Court Holds Dodd-Frank Ban on Arbitration of Whistleblower Claims is Retroactive
In Pezza v. Investors Capital Corp., (D. Mass. Civ. Ac. No. 10-10113-DPW), the plaintiff claimed he was wrongfully retaliated against, in violation of the Sarbanes-Oxley Act, after having raised concerns regarding misconduct by the defendants in connection with securities transactions. The defendants raised the obligation to arbitrate as an affirmative defense and moved to compel arbitration and either stay or dismiss the action. On July 21, 2010, while defendants’ motion to compel arbitration was under advisement, the Dodd-Frank Act enacted a bar to pre-dispute arbitration agreements for whistleblower claims brought under the Sarbanes-Oxley Act. The plaintiff then contended that Section 922 of the Dodd-Frank Act was dispositive of defendants’ demand for arbitration. The defendants contended the Dodd-Frank Act bar on Sarbanes-Oxley whistleblower arbitration agreements was not retroactive.
The court then applied the test set forth in Fernandez-Vargas v. Gonzales, 548 U.S. 30, 37-38 (2006) to determine whether a statute should be applied retroactively.

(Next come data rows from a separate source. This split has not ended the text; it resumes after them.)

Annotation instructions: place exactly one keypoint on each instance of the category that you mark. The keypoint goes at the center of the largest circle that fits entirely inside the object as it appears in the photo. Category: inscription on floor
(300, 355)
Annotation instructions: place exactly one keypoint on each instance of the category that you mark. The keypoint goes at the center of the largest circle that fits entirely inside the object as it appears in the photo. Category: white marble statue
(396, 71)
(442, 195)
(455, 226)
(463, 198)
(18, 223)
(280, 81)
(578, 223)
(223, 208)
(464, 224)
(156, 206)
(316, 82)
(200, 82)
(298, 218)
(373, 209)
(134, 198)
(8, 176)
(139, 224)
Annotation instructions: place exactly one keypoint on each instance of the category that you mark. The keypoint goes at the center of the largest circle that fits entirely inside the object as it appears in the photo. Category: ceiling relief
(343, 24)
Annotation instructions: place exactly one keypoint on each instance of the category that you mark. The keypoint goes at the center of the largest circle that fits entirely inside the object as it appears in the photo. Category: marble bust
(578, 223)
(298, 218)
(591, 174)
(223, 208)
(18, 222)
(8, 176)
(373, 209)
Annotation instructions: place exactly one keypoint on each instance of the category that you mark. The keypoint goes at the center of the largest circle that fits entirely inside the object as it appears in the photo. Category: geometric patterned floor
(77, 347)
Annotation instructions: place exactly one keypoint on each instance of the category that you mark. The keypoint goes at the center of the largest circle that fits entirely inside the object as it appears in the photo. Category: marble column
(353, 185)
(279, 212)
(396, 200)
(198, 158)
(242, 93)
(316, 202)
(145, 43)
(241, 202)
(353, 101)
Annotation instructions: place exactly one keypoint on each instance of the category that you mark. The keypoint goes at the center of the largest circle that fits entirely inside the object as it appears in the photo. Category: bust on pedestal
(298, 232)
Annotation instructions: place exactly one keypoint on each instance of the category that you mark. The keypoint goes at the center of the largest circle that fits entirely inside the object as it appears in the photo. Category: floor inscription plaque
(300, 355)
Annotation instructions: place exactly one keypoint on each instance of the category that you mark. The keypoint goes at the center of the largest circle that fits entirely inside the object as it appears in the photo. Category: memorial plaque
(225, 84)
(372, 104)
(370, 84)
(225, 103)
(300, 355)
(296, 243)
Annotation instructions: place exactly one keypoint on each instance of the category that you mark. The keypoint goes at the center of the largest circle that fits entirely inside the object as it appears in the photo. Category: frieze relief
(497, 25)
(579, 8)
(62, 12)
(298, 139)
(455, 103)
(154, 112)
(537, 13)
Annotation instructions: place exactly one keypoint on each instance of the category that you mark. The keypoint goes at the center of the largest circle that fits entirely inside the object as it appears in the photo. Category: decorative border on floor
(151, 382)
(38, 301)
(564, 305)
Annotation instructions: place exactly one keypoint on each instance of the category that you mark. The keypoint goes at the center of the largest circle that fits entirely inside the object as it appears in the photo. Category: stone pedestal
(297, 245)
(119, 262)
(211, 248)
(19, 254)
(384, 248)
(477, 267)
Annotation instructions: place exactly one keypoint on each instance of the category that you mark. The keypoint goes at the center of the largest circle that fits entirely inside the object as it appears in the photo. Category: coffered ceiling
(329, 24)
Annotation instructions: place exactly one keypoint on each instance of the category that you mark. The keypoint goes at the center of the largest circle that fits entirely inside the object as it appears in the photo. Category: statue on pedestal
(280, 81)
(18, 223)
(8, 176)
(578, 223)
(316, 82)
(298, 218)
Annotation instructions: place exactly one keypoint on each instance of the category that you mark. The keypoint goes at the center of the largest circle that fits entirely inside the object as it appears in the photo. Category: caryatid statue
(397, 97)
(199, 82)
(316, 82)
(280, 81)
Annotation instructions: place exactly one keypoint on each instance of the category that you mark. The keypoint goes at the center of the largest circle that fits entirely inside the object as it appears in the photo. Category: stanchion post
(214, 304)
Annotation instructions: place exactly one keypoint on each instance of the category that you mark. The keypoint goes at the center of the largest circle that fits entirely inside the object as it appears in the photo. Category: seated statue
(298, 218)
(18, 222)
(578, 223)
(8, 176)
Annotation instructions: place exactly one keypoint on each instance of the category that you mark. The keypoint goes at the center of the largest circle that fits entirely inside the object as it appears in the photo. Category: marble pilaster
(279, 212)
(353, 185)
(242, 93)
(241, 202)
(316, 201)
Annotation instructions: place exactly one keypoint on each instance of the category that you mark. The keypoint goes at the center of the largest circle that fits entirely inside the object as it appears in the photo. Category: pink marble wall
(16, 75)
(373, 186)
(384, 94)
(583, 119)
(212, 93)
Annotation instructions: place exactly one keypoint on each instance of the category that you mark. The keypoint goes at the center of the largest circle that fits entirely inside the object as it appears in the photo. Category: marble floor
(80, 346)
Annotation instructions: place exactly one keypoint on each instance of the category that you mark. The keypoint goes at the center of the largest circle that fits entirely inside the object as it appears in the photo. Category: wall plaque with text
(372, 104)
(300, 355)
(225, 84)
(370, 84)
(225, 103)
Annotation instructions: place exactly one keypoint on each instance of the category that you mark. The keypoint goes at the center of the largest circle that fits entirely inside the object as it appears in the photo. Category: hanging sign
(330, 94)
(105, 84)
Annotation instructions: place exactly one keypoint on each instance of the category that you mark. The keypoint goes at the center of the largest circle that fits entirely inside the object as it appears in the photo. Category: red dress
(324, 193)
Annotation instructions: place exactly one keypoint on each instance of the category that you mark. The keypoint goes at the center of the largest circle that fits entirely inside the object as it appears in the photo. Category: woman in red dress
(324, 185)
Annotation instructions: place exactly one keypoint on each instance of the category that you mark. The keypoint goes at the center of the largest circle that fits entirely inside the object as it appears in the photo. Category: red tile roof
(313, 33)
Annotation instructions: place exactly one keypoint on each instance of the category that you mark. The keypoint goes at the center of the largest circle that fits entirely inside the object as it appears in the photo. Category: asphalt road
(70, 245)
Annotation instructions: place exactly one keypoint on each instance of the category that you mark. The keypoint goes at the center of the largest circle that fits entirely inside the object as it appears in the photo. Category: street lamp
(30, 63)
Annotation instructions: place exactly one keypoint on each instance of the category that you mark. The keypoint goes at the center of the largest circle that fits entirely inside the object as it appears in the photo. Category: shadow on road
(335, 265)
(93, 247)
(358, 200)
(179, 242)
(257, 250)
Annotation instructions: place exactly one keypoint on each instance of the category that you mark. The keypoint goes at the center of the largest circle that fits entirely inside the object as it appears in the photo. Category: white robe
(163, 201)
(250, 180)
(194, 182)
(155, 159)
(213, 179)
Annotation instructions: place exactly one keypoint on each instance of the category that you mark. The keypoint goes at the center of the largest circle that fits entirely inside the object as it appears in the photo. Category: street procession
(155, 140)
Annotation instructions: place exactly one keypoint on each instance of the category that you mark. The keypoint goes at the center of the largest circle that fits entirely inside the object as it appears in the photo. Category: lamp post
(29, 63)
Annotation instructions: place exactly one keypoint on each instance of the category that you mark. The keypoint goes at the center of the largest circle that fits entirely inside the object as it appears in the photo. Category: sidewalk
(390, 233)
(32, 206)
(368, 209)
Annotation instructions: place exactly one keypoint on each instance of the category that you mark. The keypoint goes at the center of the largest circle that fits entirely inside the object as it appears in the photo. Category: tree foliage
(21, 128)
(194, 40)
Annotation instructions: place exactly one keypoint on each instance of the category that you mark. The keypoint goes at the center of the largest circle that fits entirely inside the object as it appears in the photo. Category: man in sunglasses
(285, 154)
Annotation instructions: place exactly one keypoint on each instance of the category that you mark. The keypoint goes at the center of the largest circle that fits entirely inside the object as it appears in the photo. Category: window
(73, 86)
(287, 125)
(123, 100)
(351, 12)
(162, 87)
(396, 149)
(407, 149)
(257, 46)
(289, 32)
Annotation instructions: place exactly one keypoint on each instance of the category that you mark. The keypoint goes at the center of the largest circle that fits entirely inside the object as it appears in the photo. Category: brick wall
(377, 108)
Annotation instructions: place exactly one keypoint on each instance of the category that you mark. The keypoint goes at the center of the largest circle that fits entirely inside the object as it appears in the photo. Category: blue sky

The analysis in that case requires a court to “look to whether Congress has expressly prescribed the statute’s proper reach, and in the absence of language as helpful as that we try to draw a comparably firm conclusion about the temporal reach specifically intended by applying our normal rules of construction. If that effort fails, we ask whether applying the statute to the person objecting would have a retroactive consequence in the disfavored sense of affecting substantive rights, liabilities, or duties on the basis of conduct arising before its enactment. If the answer is yes, we then apply the presumption against retroactivity by construing the statute as inapplicable to the event or act in question owing to the absence of a clear indication from Congress that it intended such a result.”
The court then noted nothing in Section 922 of the Dodd-Frank Act provides an express congressional intent regarding retroactivity. The court then examined other provisions of the Dodd-Frank Act that restrict the use of predispute arbitration. Finding congressional intent unclear, the court next looked to whether Section 922 of the Dodd-Frank Act would produce any prejudicial “retroactive consequence.” The court noted the parties did not claim that a different substantive result will obtain merely because Pezza’s claim will be heard by a court rather than by a FINRA arbitration panel. Consequently, the court held that Section 922 of the Dodd-Frank Act should also be applied to conduct that arose prior to its enactment.